Pressure–volume–temperature measurements have been carried out using synchrotron X-ray diffraction for wustite at static pressures of 1.9, 2.6, and 5.4 GPa. Our results revealed that the composition change of wustite and, hence, rearrangements of defect structures are primarily caused by the magnetite (Fe3O4) exsolution at temperatures of 523–723 K. Based on the isobaric volume–temperature data collected during cooling, the contribution of compositional variations to the unit-cell volumes of wustite in the ranges of 300–673 K and 723–1073 K is negligibly small, within the experimental uncertainties. These observations suggest that the measured volume changes in the range of 300–673 K and 723–1,073 K can be attributed to the metal–oxygen bond expansion.
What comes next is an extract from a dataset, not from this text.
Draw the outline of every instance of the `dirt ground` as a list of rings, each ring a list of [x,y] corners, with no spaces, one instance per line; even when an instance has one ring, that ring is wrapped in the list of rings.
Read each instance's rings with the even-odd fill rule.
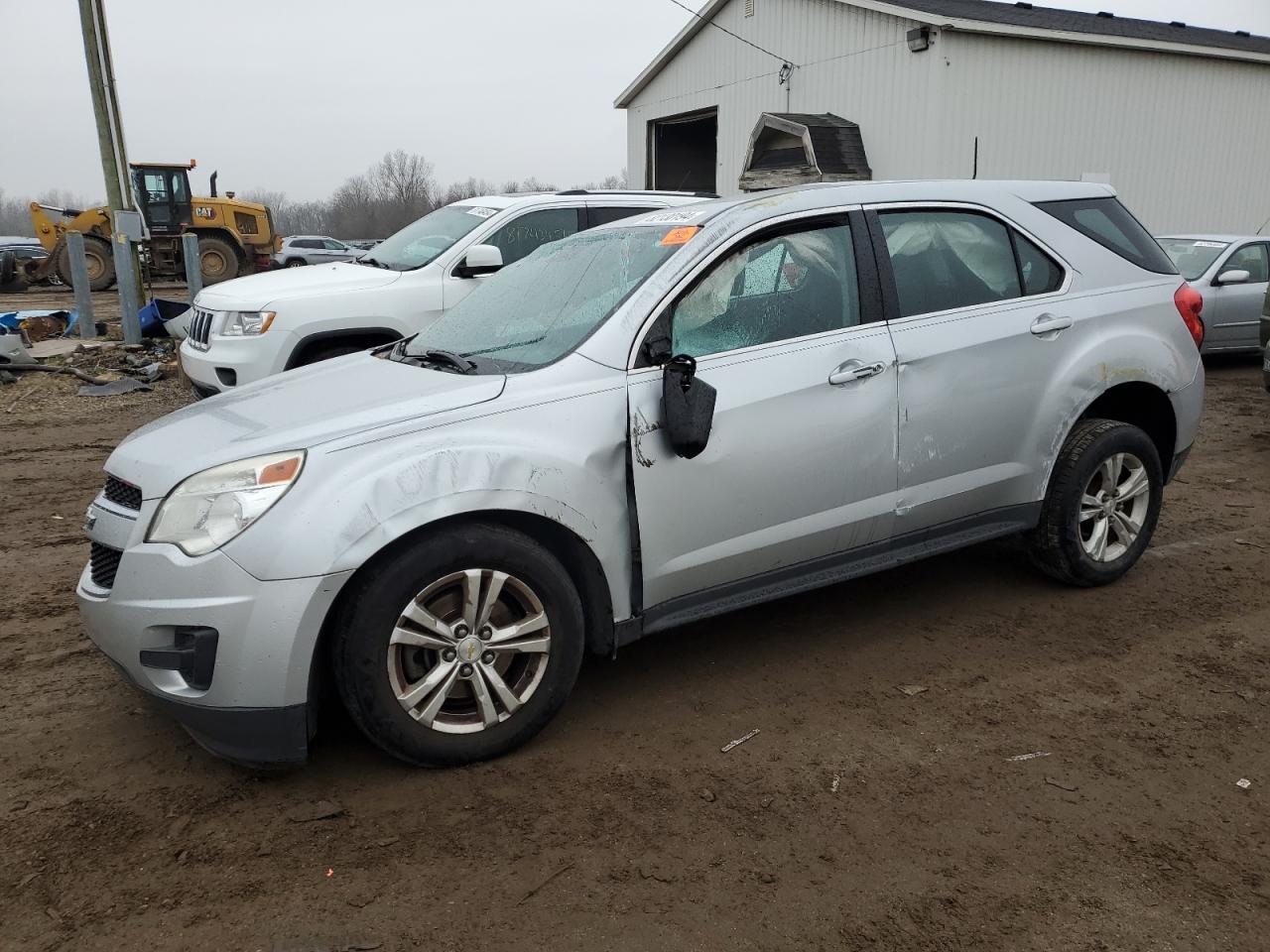
[[[1255,363],[1210,366],[1200,442],[1118,585],[982,546],[589,659],[494,763],[409,769],[328,712],[310,765],[264,776],[83,633],[102,463],[185,396],[74,387],[0,390],[3,949],[1266,947]]]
Owing to the magnetite exsolution, thermal expansion data are obtained in each experiment at 1.9, 2.6, and 5.4 GPa for wustite of two different compositions, Fe0.987O and Fe0.942O. At all three pressures, Fe0.942O shows a thermal expansion that is about 30% larger than Fe0.987O. Such findings represent the first experimental evidence of a substantial effect of nonstoichiometry on thermal expansivity, and based on previous thermodynamic calculations of the defect formation and interaction, this effect is likely associated with the distinct defects arrangements in iron-rich and more iron-deficient wustite. This study also presents thermal equations of state for wustite of two different compositions. Such volume-related properties at high temperatures are experimentally difficult to obtain in wustite but important for thermodynamic studies in the binary Fe–O system.